B: what's so damned hard about alt+f4, open up Google, spend the next two weeks googling Vim lessons and Vim tutors and reading length articles about vim commands, and then finally coming back to Vim just to type :wq?
Vim users entering a hadouken, a mortal kombat fatality, and their social security number to do simple tasks (much easier than pressing the function keys (take up too much space) or clicking a menu (GUI bad)).
Emacs's C-x C-c isn't likely any more able to leverage knowledge from other environments than vi's :wq. I guess you could be using a graphical version of emacs and use the menus.
On my system, current versions of vim do appear, by default, to show a screen telling you how to quit. A test of emacs -Q to bring up a default emacs environment in a terminal environment doesn't appear to do that. It instead directs you to the "C-h C-a about emacs page", which isn't likely to help beginners. It probably should at least reference the top-level help at C-h C-h or the tutorial at C-h C-t.
There are text-mode menus in emacs, but I normally use emacs in the terminal with the menus hidden and don't use them. F10 will cause them to drop down, but I'm not sure how intuitive that is. looks further Okay, using emacs -Q to test a vanilla environment, it does look like the menus are visible by default in the terminal. If you're in an environment with mouse support enabled - it looks like gpm in a Linux console works, but curiously-enough, it doesn't seem to work in urxvt, xterm, or gnome-terminal for me -- but at least in some terminal environments, you can use the mouse to operate the terminal-mode menus, so I guess ease-of-use point for emacs there.

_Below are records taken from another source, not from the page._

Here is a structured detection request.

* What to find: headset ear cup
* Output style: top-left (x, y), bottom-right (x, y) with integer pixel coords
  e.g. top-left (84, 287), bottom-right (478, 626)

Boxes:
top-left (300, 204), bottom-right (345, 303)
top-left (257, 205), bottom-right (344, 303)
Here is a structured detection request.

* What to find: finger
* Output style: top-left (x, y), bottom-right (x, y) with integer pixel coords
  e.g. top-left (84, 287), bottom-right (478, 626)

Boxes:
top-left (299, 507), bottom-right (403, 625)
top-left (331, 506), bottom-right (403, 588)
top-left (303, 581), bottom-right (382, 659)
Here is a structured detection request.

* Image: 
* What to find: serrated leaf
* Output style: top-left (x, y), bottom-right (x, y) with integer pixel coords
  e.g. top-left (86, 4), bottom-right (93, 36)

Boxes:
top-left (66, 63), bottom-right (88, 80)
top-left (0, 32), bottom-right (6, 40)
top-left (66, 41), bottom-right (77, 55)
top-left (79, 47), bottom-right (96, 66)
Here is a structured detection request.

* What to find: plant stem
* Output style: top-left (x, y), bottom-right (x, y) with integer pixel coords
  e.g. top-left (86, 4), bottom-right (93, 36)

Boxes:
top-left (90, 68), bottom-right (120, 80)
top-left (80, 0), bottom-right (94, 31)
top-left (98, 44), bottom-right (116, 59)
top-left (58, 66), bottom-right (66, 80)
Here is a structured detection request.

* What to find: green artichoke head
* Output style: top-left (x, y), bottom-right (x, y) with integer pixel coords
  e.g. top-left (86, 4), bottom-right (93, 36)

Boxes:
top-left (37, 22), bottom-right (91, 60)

EDIT: It does look like there's a GTK-based vim that has graphical menus these days, so vim can probably do the menu thing too, but at least on my system, when I launch it, I get a regular terminal vim instance.
This is why real ones use Emacs as their web browser, window manager, note taker, terminal emulator, and file manager. Oh also you can use it to edit text Emacs truly is the best
I fully agree, I used doom emacs for a year before going back to vim. I loved it, but after a lot of thinking I realized that I was getting too distracted by its many shiny features and that I was only using it for the vim bindings, therefore everything else is bloat.
I would never be upset using doom emacs, which is significantly more than I could say about other editors/ides.
I learned vim first, and I genuinely have no idea how to use the user friendly editors like nano or whatever. I'm not a developer, but I know how to :wq.